Coding Assistance Case Study
There'll be time enough for counting when the dealing is done
I like coding assistants and I use them every day. They are equal parts amazing and boneheaded. There’s so many variables and so much nuance contributing to the boneheaded results, that I’m always looking for the straightforward use cases. The ones that should showcase the productivity enhancing power.
Recently, I had a what I thought to be the classic use case for a coding assistant to remove the tedium and do in seconds something that would take me minutes or hours.
Case study
I recently upgraded my application MSTests to the newer Microsoft.Testing.Platform. This migration was done a few weeks back. But it left behind hundreds of analyzer warnings imploring me to adopt the new MSTest conventions.
Ripping through hundreds of tests and swapping out well defined implementations seemed like the perfect use case for a coding assistant.
Take 1
I started out in Visual Studio Copilot with Claude Sonnet 4.5. I instructed Copilot to find and correct all of the MSTest analyzer warnings.
Copilot did a reasonable job of compiling the solution and analyzing the build output to identify the MSTest warnings. It started to replace occurrences of [DataTestMethod] with [TestMethod], which is reasonable. But it got stuck processing for at least twenty minutes. It updated a few dozen occurrences, then declared victory. This was already off-track, because a simple find and replace would have accomplished this in seconds, yet Copilot processed for long durations, and missed a lot of them. I then instructed it to finish the rest. Copilot more or less engaged in the same process of long processing time, fixing a few warnings, and then giving up again declaring it was done. I tried this a few more times, prompting it to finish which it restarted. Eventually Copilot made a change that created a compiler error, and then went off the rails breaking and fixing unrelated things.

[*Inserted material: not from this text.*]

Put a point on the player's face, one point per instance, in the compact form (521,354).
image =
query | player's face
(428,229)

I eventually stopped it. This exercise took me a few hours and I didn’t really have anything useful to show for it.
Take 2
I decided to give Copilot CLI with GPT-5-mini a shot. The experience was different but similar. In the first attempt Copilot decided to suppress the warnings rather than fix them. After I rejected the warning suppression change, Copilot then performed like the Visual Studio attempt although it required much more interaction. Copilot stopped frequently requiring me intervene. It often declared it was done. Sometimes it claimed there were no more warnings several times in a row before eventually continuing.
I eventually stopped it. This exercise took me a few hours and I didn’t really have anything useful to show for it.
Take 3
I decided to try Rider with Junie for a completely different tooling perspective. The results were similar. In this case it did seem to successfully perform some edits, albeit extremely slowly, spending hours to get about 20% the way through. It did crash a few times, where I had to intervene and tell it to continue. But like the others, taking too long and needing to be periodically corrected, prompted to continue, or reminded that its not done was not helpful.
Summary
Needless to say these tools did not remove the tedium of a rudimentary task. In fact they failed miserably. Now one could argue it was too many files, or too vague an instruction (I should have told it to use find-replace for example), but isn’t this what its supposed to be good at? If it can’t do this, how much autonomy can we give these things?

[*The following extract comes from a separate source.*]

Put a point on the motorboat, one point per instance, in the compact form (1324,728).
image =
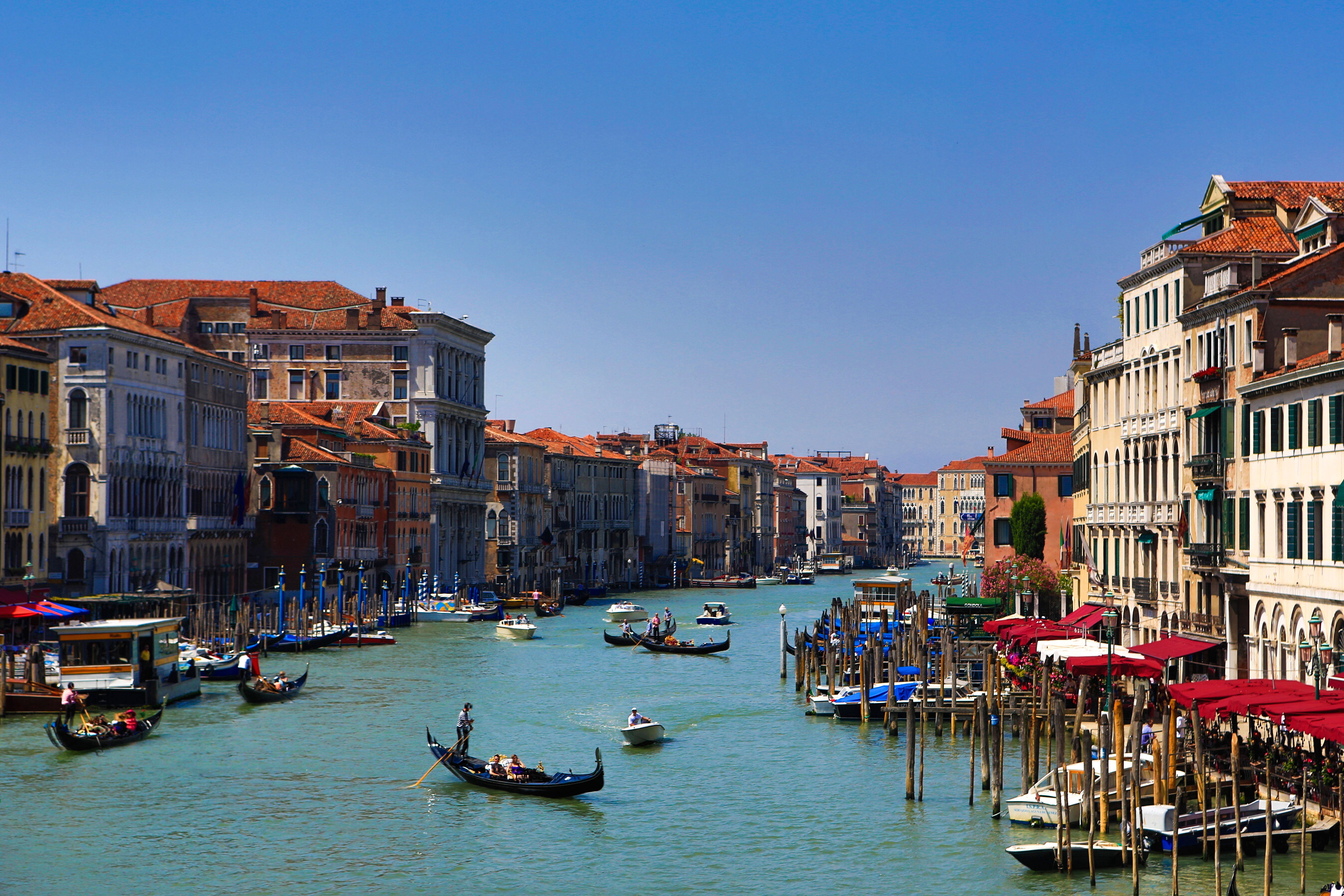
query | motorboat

Even if it took hours to complete, without requiring intervention, that would have had some value. I could have let it do its work and comeback at then end of the day to find it all done. But they couldn’t even do that.
I often feel like a gambler. When I get the good result in the morning, and the coding assistant does something impressive or makes things easier for me, I should take my winnings for the day and walk away from the table. If I play long enough, inevitably I lose my winnings.

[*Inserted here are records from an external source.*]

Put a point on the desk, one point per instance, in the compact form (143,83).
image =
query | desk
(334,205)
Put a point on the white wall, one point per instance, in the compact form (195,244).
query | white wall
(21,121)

I use Claude for writing and my experience is pretty much the same. Sometimes it manages to write a decent take on, say, estrogen metabolism. Sometimes it gets confused and writes about androgens instead. Prompts matter, but most of the time I have either to rewrite from scratch or to make so much edits that there is no difference in time spent. I don’t complain because Claude breaks my writer’s block and that’s great.